Dès son pilote, Mr. Robot apparaît comme une série intrigante et particulièrement originale. Elliott Alderson, protagoniste qui se veut asocial, hacker à ses heures perdues, déambulant dans les rues en rasant les murs, capuche baissée et regard méfiant dirigé vers le sol, propose d'entrée un personnage insolite et solitaire. L'utilisation d'une voix-off pessimiste et erratique, résumant un mode de vie morne, complète ce portrait d'un jeune homme déboussolé, suscitant des interrogations intéressantes. Pourquoi hacke-t-il ? Par plaisir ? Par réaction à ce monde décharné qu'il semble subir ? Le fait que le spectateur soit directement immergé dans la peau de ce personnage à la fois mélancolique, étrange et attachant participe énormément à nous ancrer dans le ton anarchiste, complotiste voire paranoïaque de la série.

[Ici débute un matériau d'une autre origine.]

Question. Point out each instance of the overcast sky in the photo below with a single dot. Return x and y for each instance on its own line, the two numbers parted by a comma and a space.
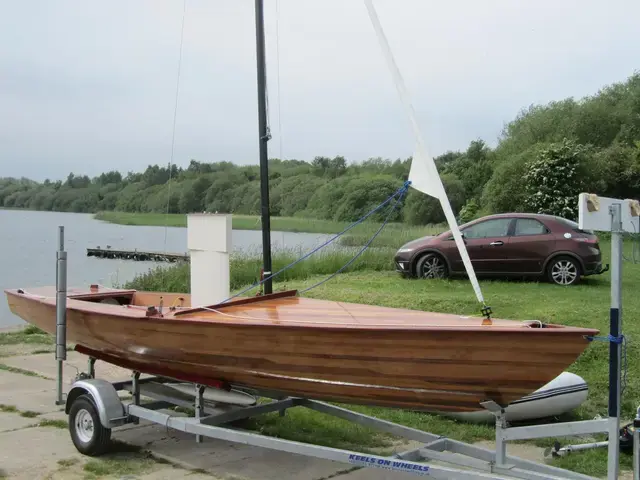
88, 86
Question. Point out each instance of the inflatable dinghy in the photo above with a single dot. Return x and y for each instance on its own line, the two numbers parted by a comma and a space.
562, 394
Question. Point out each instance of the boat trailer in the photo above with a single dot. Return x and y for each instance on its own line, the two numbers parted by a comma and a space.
95, 408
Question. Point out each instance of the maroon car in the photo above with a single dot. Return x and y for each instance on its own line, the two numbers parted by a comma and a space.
510, 244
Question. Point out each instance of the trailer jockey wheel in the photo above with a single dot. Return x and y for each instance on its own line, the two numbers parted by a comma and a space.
87, 433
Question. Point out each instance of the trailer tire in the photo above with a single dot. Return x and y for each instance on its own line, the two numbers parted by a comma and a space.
89, 436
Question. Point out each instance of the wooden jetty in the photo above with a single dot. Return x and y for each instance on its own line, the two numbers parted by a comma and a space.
137, 255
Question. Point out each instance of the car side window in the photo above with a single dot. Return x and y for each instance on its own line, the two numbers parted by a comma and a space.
529, 226
497, 227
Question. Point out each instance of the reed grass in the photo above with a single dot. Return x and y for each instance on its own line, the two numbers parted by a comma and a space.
245, 269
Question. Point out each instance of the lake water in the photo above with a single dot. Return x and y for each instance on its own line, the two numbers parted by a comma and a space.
29, 240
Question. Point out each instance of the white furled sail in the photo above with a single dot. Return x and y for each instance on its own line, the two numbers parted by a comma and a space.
424, 173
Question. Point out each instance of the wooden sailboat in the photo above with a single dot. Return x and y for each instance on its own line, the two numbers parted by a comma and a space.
315, 348
312, 348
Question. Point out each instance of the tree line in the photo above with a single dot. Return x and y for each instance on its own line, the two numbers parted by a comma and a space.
544, 158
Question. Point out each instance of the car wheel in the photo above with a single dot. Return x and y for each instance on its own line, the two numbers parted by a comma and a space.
431, 265
564, 271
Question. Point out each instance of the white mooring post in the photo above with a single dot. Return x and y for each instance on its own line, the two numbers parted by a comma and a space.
61, 311
209, 243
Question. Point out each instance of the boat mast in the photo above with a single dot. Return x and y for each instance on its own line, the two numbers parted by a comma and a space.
264, 137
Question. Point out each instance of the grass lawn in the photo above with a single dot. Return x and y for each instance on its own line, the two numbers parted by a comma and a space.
584, 305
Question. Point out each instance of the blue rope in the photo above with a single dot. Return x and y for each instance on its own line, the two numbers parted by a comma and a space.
386, 220
618, 340
401, 191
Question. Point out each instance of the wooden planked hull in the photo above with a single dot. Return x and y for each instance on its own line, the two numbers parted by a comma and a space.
323, 350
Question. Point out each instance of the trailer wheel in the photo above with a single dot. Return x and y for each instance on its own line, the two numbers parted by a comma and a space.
87, 433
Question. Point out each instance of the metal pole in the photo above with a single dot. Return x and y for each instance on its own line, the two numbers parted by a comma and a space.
615, 319
636, 446
264, 137
61, 310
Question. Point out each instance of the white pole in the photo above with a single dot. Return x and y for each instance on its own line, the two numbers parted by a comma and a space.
61, 311
615, 317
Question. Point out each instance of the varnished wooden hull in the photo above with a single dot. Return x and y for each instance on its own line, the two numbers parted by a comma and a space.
321, 349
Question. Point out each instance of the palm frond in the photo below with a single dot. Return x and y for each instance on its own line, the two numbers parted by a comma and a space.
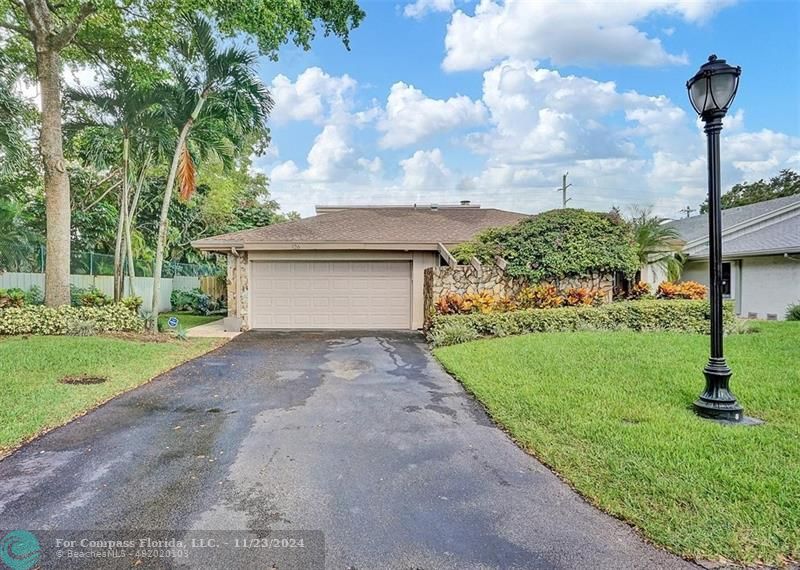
187, 175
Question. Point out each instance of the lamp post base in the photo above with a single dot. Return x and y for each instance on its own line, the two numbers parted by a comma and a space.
717, 402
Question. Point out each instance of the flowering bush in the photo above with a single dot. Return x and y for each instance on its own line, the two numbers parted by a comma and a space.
684, 290
640, 290
581, 297
480, 302
65, 319
93, 297
647, 315
450, 304
12, 298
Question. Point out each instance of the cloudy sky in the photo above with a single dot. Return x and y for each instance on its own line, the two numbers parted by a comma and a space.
443, 100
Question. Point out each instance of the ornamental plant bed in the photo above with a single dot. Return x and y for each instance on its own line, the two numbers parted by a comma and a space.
83, 379
648, 315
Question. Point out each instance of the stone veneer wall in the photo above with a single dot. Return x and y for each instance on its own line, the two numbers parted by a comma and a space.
237, 288
465, 279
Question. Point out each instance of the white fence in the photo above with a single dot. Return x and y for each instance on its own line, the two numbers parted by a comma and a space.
143, 286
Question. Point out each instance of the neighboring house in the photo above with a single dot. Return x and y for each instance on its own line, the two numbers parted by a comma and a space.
348, 267
761, 255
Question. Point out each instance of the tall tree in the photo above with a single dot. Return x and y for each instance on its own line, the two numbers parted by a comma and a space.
787, 183
217, 102
131, 31
34, 20
121, 111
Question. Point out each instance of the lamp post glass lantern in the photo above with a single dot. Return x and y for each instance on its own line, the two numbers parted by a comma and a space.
711, 92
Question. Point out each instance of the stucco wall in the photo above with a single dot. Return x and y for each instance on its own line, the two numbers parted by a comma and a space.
761, 285
420, 261
237, 281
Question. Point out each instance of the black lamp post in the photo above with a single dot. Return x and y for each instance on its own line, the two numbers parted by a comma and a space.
711, 92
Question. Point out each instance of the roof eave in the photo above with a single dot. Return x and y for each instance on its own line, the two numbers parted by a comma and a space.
750, 253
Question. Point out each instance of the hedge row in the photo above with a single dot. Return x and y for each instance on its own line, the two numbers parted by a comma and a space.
35, 319
648, 315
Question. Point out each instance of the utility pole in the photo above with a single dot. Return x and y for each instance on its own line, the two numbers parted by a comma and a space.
563, 190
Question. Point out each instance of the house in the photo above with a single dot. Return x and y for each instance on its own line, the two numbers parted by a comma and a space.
761, 255
348, 267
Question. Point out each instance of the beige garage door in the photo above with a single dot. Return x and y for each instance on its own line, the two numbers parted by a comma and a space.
330, 294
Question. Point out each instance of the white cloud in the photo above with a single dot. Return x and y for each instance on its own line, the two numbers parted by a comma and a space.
426, 170
567, 33
410, 116
313, 96
539, 114
422, 7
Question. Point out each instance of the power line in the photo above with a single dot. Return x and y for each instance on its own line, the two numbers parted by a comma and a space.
563, 190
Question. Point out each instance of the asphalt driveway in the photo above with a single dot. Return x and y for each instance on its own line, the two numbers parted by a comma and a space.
361, 436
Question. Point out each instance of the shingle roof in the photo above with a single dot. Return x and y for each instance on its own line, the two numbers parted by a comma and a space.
375, 225
696, 227
781, 235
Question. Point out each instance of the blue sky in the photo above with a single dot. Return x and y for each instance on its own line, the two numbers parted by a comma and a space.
442, 100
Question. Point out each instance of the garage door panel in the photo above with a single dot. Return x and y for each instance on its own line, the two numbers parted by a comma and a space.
330, 294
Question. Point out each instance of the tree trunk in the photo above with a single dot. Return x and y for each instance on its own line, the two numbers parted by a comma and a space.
56, 179
162, 224
129, 222
119, 246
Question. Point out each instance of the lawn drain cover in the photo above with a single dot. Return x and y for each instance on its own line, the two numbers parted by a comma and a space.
83, 379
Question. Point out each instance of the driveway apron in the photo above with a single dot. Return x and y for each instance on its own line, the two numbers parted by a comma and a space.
361, 435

Car effectivement, à l'instar de Fight Club, dont on retrouve plusieurs fois l'influence, Mr. Robot est une série qui se veut troublante, dessinant comme de plus en plus d'oeuvre un portrait bien sombre de notre ère dévorée par la technologie.
La rencontre avec Mr. Robot, le personnage éponyme, est définitivement une plaque tournante pour Elliott Alderson, qui se verra alors en possession d'un pouvoir, en terme de hacking, qu'il n'avait encore jamais eu jusqu'ici. Un pouvoir sûrement enivrant, puisqu'il décidera, avec l'aide de Mr. Robot, de se jeter à l'assaut d'E-Corp, une multinationale haï par Elliott au point qu'il entende Evil-Corp lorsque le nom de l'entreprise est prononcé. Mr. Robot, c'est donc d'abord une série dans laquelle l'on donne à un homme la possibilité de se révolter contre un système haï, ou non désiré; c'est le début d'une quête, d'une révolution, qui a pour but, selon les propres dires d'Elliott, de "sauver le monde".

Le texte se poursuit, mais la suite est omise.